In many African countries, homophobia is a large issue. Homosexuality is thought to be “un-African,” something that Western culture is forcing on the populations, and some countries even have laws in place to suppress it. In honor of Pride Month, here is some literature that tackles the experiences of the LGBTQ community in Africa. These novels, memoirs, and anthologies mainly come out of Nigeria and South Africa.
The Lives of Great Men: Living and Loving as an African Gay Man by Chike Frankie Edozien
This is Nigeria’s first memoir about LGBTQ life. The Lives of Great Men details Edozien’s experience growing up in Nigeria as a gay man and his encounters with his other queer friends. Having traveled within and outside of the continent, and now living in New York and working as a reporter, Edozien tackles the legal climate for gay men and women on the African continent, the impact homophobic American evangelical pastors are having in many countries, and the intersection of that with political populism.
One of the most interesting ideas presented in the work is his change in perception of his queer friends who decided to engage in heterosexual marriages.
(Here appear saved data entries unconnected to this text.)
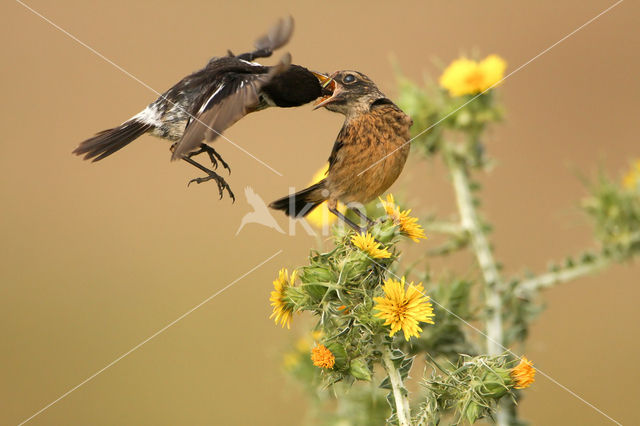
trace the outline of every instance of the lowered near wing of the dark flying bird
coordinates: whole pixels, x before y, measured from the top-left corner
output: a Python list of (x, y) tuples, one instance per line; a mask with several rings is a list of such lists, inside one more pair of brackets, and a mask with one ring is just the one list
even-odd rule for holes
[[(291, 55), (285, 54), (268, 73), (230, 72), (214, 87), (213, 93), (194, 108), (182, 139), (176, 145), (172, 159), (195, 150), (204, 141), (213, 141), (224, 130), (247, 115), (258, 105), (260, 90), (274, 76), (291, 65)], [(197, 109), (196, 109), (197, 108)]]

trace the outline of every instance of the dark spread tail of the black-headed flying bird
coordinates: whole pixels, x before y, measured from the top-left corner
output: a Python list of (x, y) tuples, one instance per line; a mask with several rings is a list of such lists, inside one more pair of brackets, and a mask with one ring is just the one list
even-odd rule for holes
[(121, 148), (124, 148), (153, 126), (138, 120), (129, 120), (113, 129), (103, 130), (92, 138), (82, 142), (73, 150), (76, 155), (84, 155), (85, 160), (102, 160)]

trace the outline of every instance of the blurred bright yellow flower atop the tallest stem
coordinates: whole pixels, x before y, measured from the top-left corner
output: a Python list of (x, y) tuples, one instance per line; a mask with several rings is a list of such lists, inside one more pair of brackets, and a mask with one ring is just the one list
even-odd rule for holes
[(506, 68), (507, 63), (498, 55), (489, 55), (480, 62), (456, 59), (440, 76), (440, 85), (451, 96), (484, 92), (502, 80)]

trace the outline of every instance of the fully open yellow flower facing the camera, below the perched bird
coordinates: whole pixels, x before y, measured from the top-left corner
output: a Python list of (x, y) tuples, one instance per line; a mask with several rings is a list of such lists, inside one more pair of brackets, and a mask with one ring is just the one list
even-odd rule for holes
[(382, 290), (384, 297), (373, 298), (376, 302), (374, 309), (379, 311), (375, 316), (384, 319), (384, 325), (391, 326), (389, 336), (402, 330), (404, 338), (408, 341), (412, 336), (420, 336), (422, 329), (419, 323), (434, 324), (433, 307), (429, 302), (429, 296), (424, 295), (422, 283), (410, 283), (405, 291), (404, 277), (402, 281), (390, 278), (384, 282)]

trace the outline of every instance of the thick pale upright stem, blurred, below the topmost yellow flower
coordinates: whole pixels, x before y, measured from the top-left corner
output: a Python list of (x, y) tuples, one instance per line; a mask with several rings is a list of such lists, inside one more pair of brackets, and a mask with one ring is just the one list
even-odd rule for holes
[[(489, 240), (474, 205), (468, 166), (463, 158), (458, 157), (451, 150), (447, 152), (446, 159), (456, 193), (460, 221), (462, 227), (469, 233), (473, 251), (485, 282), (487, 352), (489, 355), (500, 355), (504, 350), (502, 344), (502, 293), (504, 285), (498, 272), (498, 266), (493, 257)], [(504, 408), (498, 410), (496, 424), (500, 426), (511, 424), (509, 410)]]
Having judged them when he was younger as being dishonest, he now recognizes the different views on marriage in Africa and that many people do not marry for love. He recognizes that often gay men in Nigeria will have wives as well as male lovers on the side.
The memoir has been awarded the Lambda Literary Award in the Gay Memoir/Biography category this year at the 30th Lambda Literary Awards. Edozien is also a professor of journalism at New York University and has been awarded the university’s Martin Luther King, Jr Faculty Award for excellence in teaching, community building, social justice advocacy and leadership.
Under the Udala Trees by Chinelo Okaparanta
Under the Udala Trees is work of historical fiction which tells the story of the Ijeoma, a young girl who is sent away by her mother during a civil war in Nigeria, when her father is killed during an air raid. She becomes the servant of a grammar-school teacher and his wife. There, Ijeoma meets and falls in love with a girl named Amina, who has been separated from her family in the northern part of the country, and convinces the couple to take Amina in as another housekeeper.
The novel explores young lesbian love under a society that suppresses it. We watch the girls’ attraction develop as they try to suppress their own desire, deal with ideas of forced marriage, and lose each other to the oppressive society. Okaparanta captures the emotional turmoil of coming out when Ijeoma is forced to explain to her mother what happened after the couple finds out and sends her back home.
“I found myself fading into my thoughts. I imagined myself removed from time and place. Or rather, I imagined myself in a place where nothing had happened in the past and nothing was happening now, and in the future nothing would be the consequence of all the nothings that had come before.”
Okaparanta also has a short-story collection, called Happiness, Like Water, that also features lesbian stories which won the prize for Best Lesbian Fiction in 2014 and was short-listed for the Caine Prize.
Fimí Sílè Forever by Nnanna Ikpo
This fiction novel follows two Yoruba lawyers who are human rights activists fighting for a better Nigeria. Olawale, is bisexual and closeted, while Oluwele, his twin is more evidently homosexual. Olawale has spent most of his adult life protecting and defending his brother but when the Same Sex Marriage (Prohibition) act becomes a law, they and their loved ones are caught in the spotlight.
The novel deals with the political oppression and religious prejudice rampant in Nigeria today while also celebrating the power of love, desire, faith, patriotism, the human rights struggle. It was also short-listed for a Lamba Prize this year in the gay fiction category.
Queer Africa: New and Collected Fiction and Queer Africa 2: New Stories
These two books are anthologies that feature queer stories from all over the African continent and the diaspora, including Kenya, Nigeria, Rwanda, Sierra Leone, Somalia, South Africa, Uganda, and the USA. The first, Queer Africa, was published in the 2013 and internationally acclaimed. It won the 26th Lambda Literary Award for the fiction anthology category and was translated into Spanish. The follow-up, Queer Africa 2, was short-listed this year for the 30Th Lambda Literary Awards.
Both are published by the MaThoko’s Books, part of the Gay and Lesiban Memory in Action (GALA) which is based in Johannesburg. They are edited by Makhosazana Xaba and Karen Martin.